Die Entlassung von Katarzyna Wielga-Skolimowska stieß bei deutschen Kultureinrichtungen, die mit dem Polnischen Institut Berlin zusammenarbeiteten, auf völliges Unverständnis. Rund ein Dutzend Vertreter:innen der Kulturszene wandten sich im Dezember 2016 an den damaligen Botschafter der Republik Polen in Deutschland, Andrzej Przyłębski, sowie an den Außenminister Witold Waszczykowski mit einem Brief, in dem sie ihre „Bestürzung und Irritation“[6] über die Amtsenthebung äußerten. „Frau Wielga-Skolimowska hat es verstanden, uns das zeitgenössische Polen über gemeinsame Projekte zu Geschichte und Kultur nahe zu bringen; ihrem Engagement und ihrer ausgezeichneten Arbeit ist es zu verdanken, dass sich polnische Kultur ins Bewusstsein der Berliner eingeschrieben hat.
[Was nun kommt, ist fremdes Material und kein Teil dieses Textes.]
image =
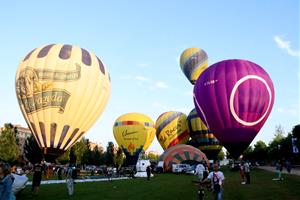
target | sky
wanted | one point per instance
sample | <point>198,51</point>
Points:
<point>140,43</point>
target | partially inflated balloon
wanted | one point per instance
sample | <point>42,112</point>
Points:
<point>234,98</point>
<point>61,90</point>
<point>171,129</point>
<point>134,132</point>
<point>193,61</point>
<point>202,138</point>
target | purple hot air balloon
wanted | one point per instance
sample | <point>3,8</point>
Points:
<point>234,99</point>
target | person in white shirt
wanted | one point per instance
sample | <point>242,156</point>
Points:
<point>217,179</point>
<point>199,171</point>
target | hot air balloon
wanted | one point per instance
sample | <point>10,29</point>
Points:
<point>202,138</point>
<point>193,61</point>
<point>234,98</point>
<point>182,153</point>
<point>171,129</point>
<point>61,90</point>
<point>134,132</point>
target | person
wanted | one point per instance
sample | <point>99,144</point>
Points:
<point>37,177</point>
<point>148,170</point>
<point>6,192</point>
<point>242,172</point>
<point>217,178</point>
<point>70,180</point>
<point>279,170</point>
<point>199,171</point>
<point>247,172</point>
<point>288,166</point>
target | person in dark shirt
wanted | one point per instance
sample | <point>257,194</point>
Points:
<point>37,177</point>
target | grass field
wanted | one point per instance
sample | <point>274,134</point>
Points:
<point>175,187</point>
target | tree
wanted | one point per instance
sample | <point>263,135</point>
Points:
<point>9,150</point>
<point>110,158</point>
<point>32,151</point>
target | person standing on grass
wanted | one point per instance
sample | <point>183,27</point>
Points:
<point>217,179</point>
<point>6,182</point>
<point>148,170</point>
<point>247,172</point>
<point>70,180</point>
<point>37,177</point>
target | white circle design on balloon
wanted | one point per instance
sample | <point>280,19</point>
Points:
<point>237,84</point>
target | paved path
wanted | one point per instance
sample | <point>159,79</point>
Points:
<point>295,171</point>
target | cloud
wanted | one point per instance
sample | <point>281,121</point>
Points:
<point>143,65</point>
<point>285,44</point>
<point>161,85</point>
<point>141,78</point>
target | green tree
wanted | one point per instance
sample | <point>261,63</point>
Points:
<point>9,150</point>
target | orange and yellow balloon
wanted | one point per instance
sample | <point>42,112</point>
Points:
<point>62,90</point>
<point>193,61</point>
<point>134,132</point>
<point>171,129</point>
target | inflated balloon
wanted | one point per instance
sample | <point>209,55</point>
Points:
<point>61,90</point>
<point>171,129</point>
<point>193,61</point>
<point>134,132</point>
<point>202,138</point>
<point>182,153</point>
<point>234,98</point>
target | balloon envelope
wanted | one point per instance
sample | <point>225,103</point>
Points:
<point>61,90</point>
<point>171,129</point>
<point>134,132</point>
<point>193,61</point>
<point>234,98</point>
<point>182,153</point>
<point>202,138</point>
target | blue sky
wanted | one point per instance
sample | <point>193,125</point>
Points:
<point>141,41</point>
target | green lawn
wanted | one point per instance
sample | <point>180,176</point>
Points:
<point>170,186</point>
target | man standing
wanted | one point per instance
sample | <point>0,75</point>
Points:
<point>217,178</point>
<point>247,172</point>
<point>199,171</point>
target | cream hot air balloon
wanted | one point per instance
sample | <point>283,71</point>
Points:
<point>61,90</point>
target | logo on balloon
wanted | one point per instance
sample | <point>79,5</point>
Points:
<point>35,88</point>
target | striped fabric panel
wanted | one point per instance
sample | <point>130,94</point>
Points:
<point>29,54</point>
<point>63,135</point>
<point>65,52</point>
<point>44,51</point>
<point>166,122</point>
<point>86,57</point>
<point>134,123</point>
<point>43,132</point>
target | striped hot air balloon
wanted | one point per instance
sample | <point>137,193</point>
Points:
<point>171,129</point>
<point>182,153</point>
<point>62,90</point>
<point>193,61</point>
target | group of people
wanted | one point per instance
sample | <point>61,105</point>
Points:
<point>215,177</point>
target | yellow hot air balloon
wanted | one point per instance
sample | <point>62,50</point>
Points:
<point>193,61</point>
<point>134,132</point>
<point>61,90</point>
<point>171,129</point>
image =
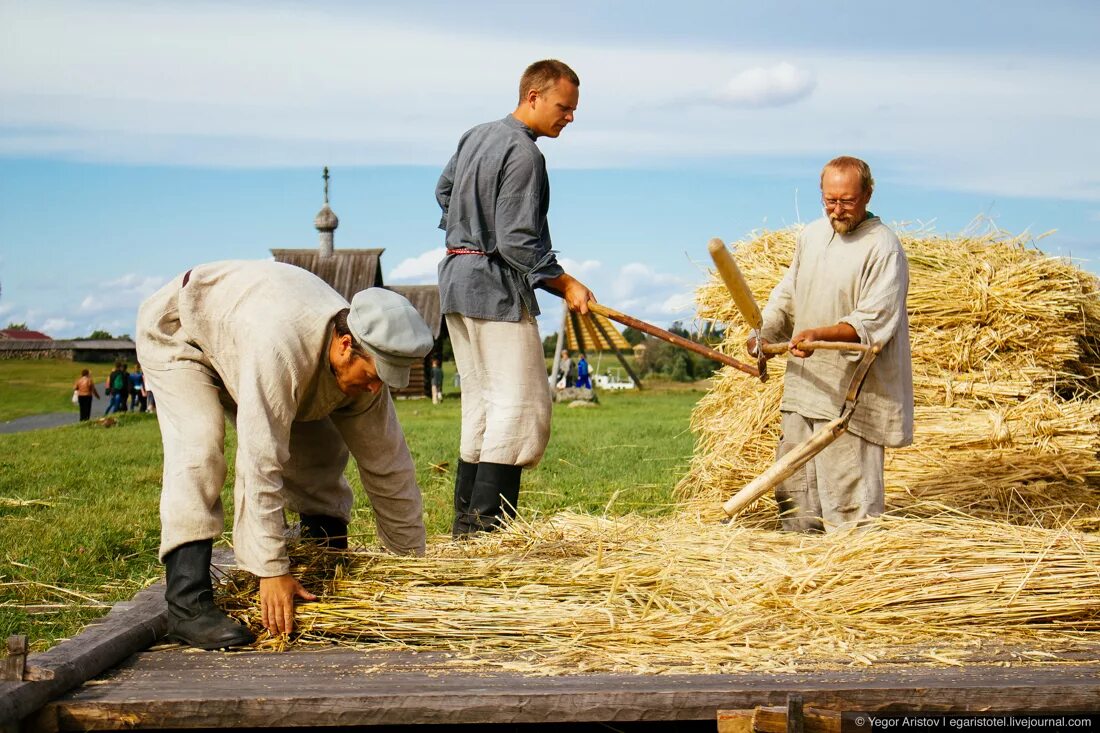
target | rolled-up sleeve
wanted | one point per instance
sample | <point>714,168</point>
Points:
<point>374,437</point>
<point>443,187</point>
<point>881,299</point>
<point>523,237</point>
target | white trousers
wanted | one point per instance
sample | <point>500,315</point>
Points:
<point>193,408</point>
<point>505,397</point>
<point>840,487</point>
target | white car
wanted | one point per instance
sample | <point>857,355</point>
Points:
<point>613,381</point>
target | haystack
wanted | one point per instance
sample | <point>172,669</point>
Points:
<point>982,559</point>
<point>1005,376</point>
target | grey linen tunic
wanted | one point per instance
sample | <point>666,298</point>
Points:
<point>259,332</point>
<point>495,195</point>
<point>860,279</point>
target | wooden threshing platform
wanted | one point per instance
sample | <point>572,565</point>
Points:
<point>108,678</point>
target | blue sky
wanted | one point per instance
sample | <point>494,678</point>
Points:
<point>138,139</point>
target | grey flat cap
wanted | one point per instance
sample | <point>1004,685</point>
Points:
<point>389,329</point>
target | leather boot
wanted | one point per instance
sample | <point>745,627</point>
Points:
<point>326,531</point>
<point>495,495</point>
<point>193,617</point>
<point>463,488</point>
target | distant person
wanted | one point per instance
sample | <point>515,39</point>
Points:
<point>564,371</point>
<point>847,282</point>
<point>437,382</point>
<point>304,375</point>
<point>494,195</point>
<point>582,373</point>
<point>117,384</point>
<point>85,389</point>
<point>139,398</point>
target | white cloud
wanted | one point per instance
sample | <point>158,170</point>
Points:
<point>774,86</point>
<point>420,269</point>
<point>637,279</point>
<point>579,269</point>
<point>679,305</point>
<point>52,326</point>
<point>365,89</point>
<point>123,293</point>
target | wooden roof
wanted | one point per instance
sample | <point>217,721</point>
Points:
<point>579,336</point>
<point>425,298</point>
<point>347,271</point>
<point>23,334</point>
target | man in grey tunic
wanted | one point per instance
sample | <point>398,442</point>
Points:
<point>304,375</point>
<point>847,282</point>
<point>495,194</point>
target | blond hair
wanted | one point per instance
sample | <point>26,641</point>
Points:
<point>542,75</point>
<point>848,163</point>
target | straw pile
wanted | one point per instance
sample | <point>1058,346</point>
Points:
<point>1005,374</point>
<point>685,594</point>
<point>982,558</point>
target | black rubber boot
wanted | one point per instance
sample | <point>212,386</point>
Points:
<point>193,617</point>
<point>495,495</point>
<point>327,531</point>
<point>463,488</point>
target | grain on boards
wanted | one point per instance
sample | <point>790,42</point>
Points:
<point>988,553</point>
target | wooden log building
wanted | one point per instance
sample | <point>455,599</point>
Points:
<point>351,271</point>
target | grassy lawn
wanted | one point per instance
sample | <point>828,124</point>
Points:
<point>78,504</point>
<point>36,386</point>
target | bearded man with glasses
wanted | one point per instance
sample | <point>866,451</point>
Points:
<point>847,282</point>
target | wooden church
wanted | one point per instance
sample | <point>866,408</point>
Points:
<point>351,271</point>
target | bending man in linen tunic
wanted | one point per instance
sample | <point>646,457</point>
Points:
<point>303,375</point>
<point>847,282</point>
<point>495,195</point>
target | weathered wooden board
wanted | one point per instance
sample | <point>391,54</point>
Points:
<point>129,627</point>
<point>174,688</point>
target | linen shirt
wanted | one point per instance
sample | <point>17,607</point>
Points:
<point>860,279</point>
<point>495,194</point>
<point>263,330</point>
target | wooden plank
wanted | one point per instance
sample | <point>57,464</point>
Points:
<point>735,721</point>
<point>778,720</point>
<point>14,664</point>
<point>127,628</point>
<point>175,688</point>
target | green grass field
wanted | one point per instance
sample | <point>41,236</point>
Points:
<point>36,386</point>
<point>78,504</point>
Eine bessere Fürsprecherin für die Angelegenheit Polens werden Sie nicht finden“[7], hieß es in dem Brief.

 

[5] Podsumowanie Prezydencji w kulturze, in: culture.pl, 02.01.2012, https://culture.pl/pl/artykul/podsumowanie-prezydencji-w-kulturze (zuletzt aufgerufen am 22.05.2024). 

[6] Zit. nach Originalbrief von Cilly Kugelmann, Stellvertretende Direktorin des Jüdischen Museums Berlin, https://www.koalition-der-freien-szene-berlin.de/wp-content/uploads/2017/09/Przylebski_Andrzej_Botschafter_PL_2016_12_05.pdf (zuletzt aufgerufen am 05.07.2024).

[7] Originalbrief von Cilly Kugelmann, s. o.

Nach der Amtsenthebung arbeitete Katarzyna Wielga-Skolimowska eine Zeit lang bei der Bundeszentrale für politische Bildung und wechselte anschließend 2020 in die saudi-arabische Hauptstadt Riad mit dem Auftrag, dort eine Filiale des Goethe-Instituts aufzubauen. „Die größte Herausforderung war, umzudenken. Diese Stereotypen beiseite zu stellen. [...] Es ist eine patriarchale Gesellschaft, wo[bei] man eigentlich sagen kann, Polen ist auch eine patriarchale Gesellschaft, in der Frauen extrem stark sind“[8], antwortete Wielga-Skolimowska im Podcast des radio3 auf die Frage nach ihren Erinnerungen aus der Zeit in Saudi-Arabien.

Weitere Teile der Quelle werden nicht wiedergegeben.